Obtain the mirror equation for the real image formed by a concave mirror.

(N/A) Consider an object $AB$ placed perpendicular to the principal axis beyond the center of curvature $C$ of a concave mirror.
$A$ ray $AM$ from point $A$ incident on the mirror at $M$ reflects through the principal focus $F$.
$A$ ray $AP$ from point $A$ incident on the pole $P$ reflects back following the law of reflection,such that $\angle APB = \angle A'PB'$.
These reflected rays intersect at $A'$,forming a real image $A'B'$.
Let $FP = f$ (focal length),$CP = R$ (radius of curvature),$BP = u$ (object distance),and $B'P = v$ (image distance).
For paraxial rays,$MP$ can be considered a straight line perpendicular to the principal axis.
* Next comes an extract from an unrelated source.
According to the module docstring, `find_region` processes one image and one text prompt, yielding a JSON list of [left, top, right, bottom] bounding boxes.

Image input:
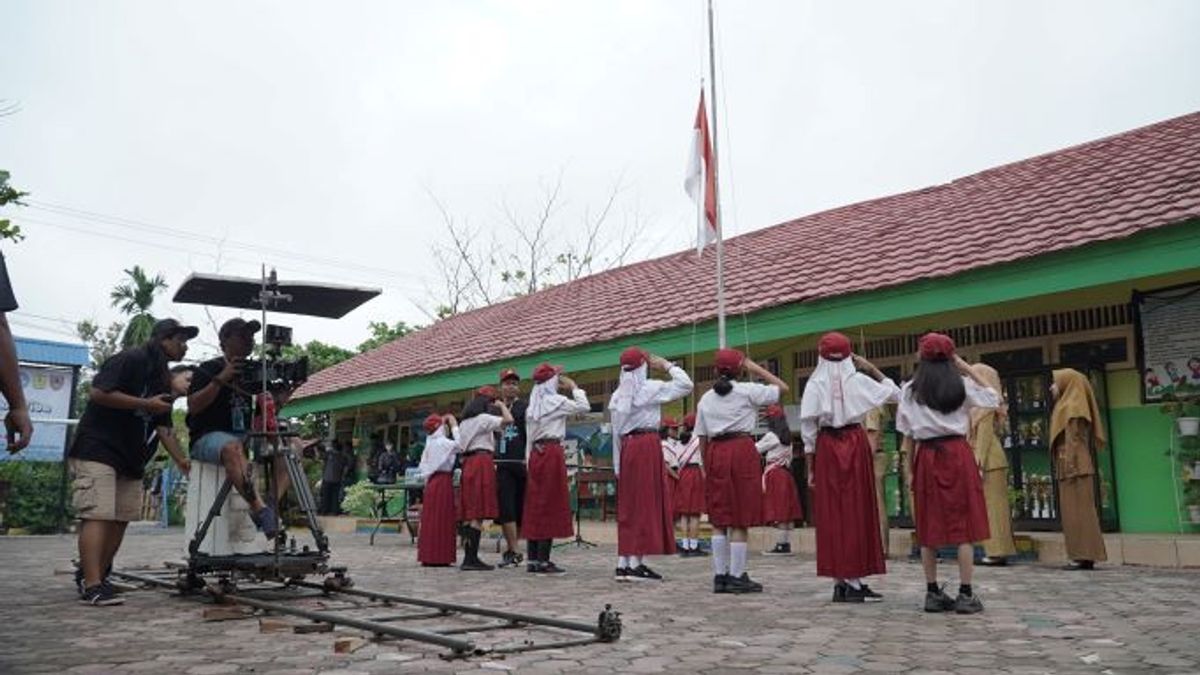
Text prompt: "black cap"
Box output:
[[217, 317, 263, 340], [150, 318, 200, 340]]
The right-angled triangles $\triangle A'B'F$ and $\triangle MPF$ are similar.
Therefore,$\frac{B'A'}{PM} = \frac{B'F}{FP}$. Since $PM = AB$,we have $\frac{B'A'}{AB} = \frac{B'F}{FP} = \frac{B'P - FP}{FP} = \frac{v - f}{f} \quad \dots (1)$
Similarly,$\triangle A'B'P$ and $\triangle ABP$ are similar.
Therefore,$\frac{B'A'}{AB} = \frac{B'P}{BP} = \frac{v}{u} \quad \dots (2)$
Equating $(1)$ and $(2)$,we get $\frac{v - f}{f} = \frac{v}{u}$.
Dividing by $v$,we get $\frac{1}{f} - \frac{1}{v} = \frac{1}{u}$,which simplifies to the mirror equation: $\frac{1}{f} = \frac{1}{v} + \frac{1}{u}$.